一种脸部特征提取模型训练方法、脸部特征提取方法、装置、设备及存储介质,训练方法包括:将脸部训练数据分别输入多个原始学生网络进行模型训练;将脸部验证数据分别输入各候选学生网络;将各验证脸部特征数据分别输入预设的老师网络;对多个候选脸部特征数据进行筛选以确定脸部特征提取模型。

Description

脸部特征提取模型训练方法、脸部特征提取方法、装置、设备及存储介质
本申请要求于2019年07月05日提交中国专利局、申请号为201910606508.9、发明名称为“脸部特征提取模型训练方法、脸部特征提取方法、装置、设备及存储介质”的中国专利申请的优先权,其全部内容通过引用结合在本申请中。
技术领域
本申请涉及生物识别领域,尤其涉及一种脸部特征提取模型训练方法、脸部特征提取方法、装置、设备及存储介质。
背景技术
近年来,以人脸为代表的生物特征检测识别广泛应用于身份辨认、智慧教育等诸多领域。人脸识别技术,是指通过特征提取模型提取人脸特征,通过该人脸特征进行身份辨认或目标检测。现有的特征提取模型在对人体脸部进行特征提取时,提取准确率不高,难以满足实际应用场景的使用需求。
发明内容
本申请提供了一种脸部特征提取模型训练方法、脸部特征提取方法、装置、设备及存储介质,提高了脸部特征提取模型的特征提取准确率,为人体面部动作识别提供了重要参考。
第一方面,本申请提供了一种脸部特征提取模型训练方法,所述方法包括:
将脸部训练数据分别输入多个原始学生网络进行模型训练,以得到各所述原始学生网络对应的候选学生网络;
将脸部验证数据分别输入各所述候选学生网络,以输出各所述候选学生网络对应的验证脸部特征数据;
将各所述验证脸部特征数据分别输入预设的老师网络,以输出各所述验证脸部特征数据对应的候选脸部特征数据;
基于预设特征筛选规则,对多个所述候选脸部特征数据进行筛选,以得到目标样本特征,将所述目标样本特征对应的候选学生网络确定为脸部特征提取模型。
第二方面,本申请还提供一种脸部特征提取方法,包括:
获取目标图像;
对所述目标图像进行图像处理,以得到目标处理图像;
将所述目标处理图像输入脸部特征提取模型,以输出目标脸部特征;其中,所述脸部特征提取模型采用上述脸部特征提取模型训练方法训练得到模型。

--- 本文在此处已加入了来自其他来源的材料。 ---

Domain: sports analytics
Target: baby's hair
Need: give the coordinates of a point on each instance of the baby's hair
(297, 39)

第三方面,本申请还提供了一种脸部特征提取模型训练装置,所述装置包括:
模型训练单元,用于将脸部训练数据分别输入多个原始学生网络进行模型训练,以得到各所述原始学生网络对应的候选学生网络;
数据输出单元,用于将脸部验证数据分别输入各所述候选学生网络,以输出各所述候选学生网络对应的验证脸部特征数据;
数据输入单元,用于将各所述验证脸部特征数据分别输入预设的老师网络,以输出各所述验证脸部特征数据对应的候选脸部特征数据;
模型确定单元,用于基于预设特征筛选规则,对多个所述候选脸部特征数据进行筛选,以得到目标样本特征,将所述目标样本特征对应的候选学生网络确定为脸部特征提取模型。
第四方面,本申请还提供了一种脸部特征提取装置,所述装置包括:
图像获取单元,用于获取目标图像;
图像处理单元,用于对所述目标图像进行图像处理,以得到目标处理图像;
图像输入单元,用于将所述目标处理图像输入脸部特征提取模型,以输出目标脸部特征;其中,所述脸部特征提取模型采用如上所述的脸部特征提取模型训练方法训练得到模型。

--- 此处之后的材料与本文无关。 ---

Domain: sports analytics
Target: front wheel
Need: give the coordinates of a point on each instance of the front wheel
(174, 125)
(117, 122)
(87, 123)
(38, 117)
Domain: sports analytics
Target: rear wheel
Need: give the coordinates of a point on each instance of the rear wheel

第五方面,本申请还提供了一种计算机设备,所述计算机设备包括存储器和处理器;所述存储器用于存储计算机程序;所述处理器,用于执行所述计算机程序并在执行所述计算机程序时实现如上述的脸部特征提取模型训练方法或脸部特征提取方法。
第六方面,本申请还提供了一种计算机可读存储介质,所述计算机可读存储介质存储有计算机程序,所述计算机程序被处理器执行时使所述处理器实现如上述的脸部特征提取模型训练方法或脸部特征提取方法。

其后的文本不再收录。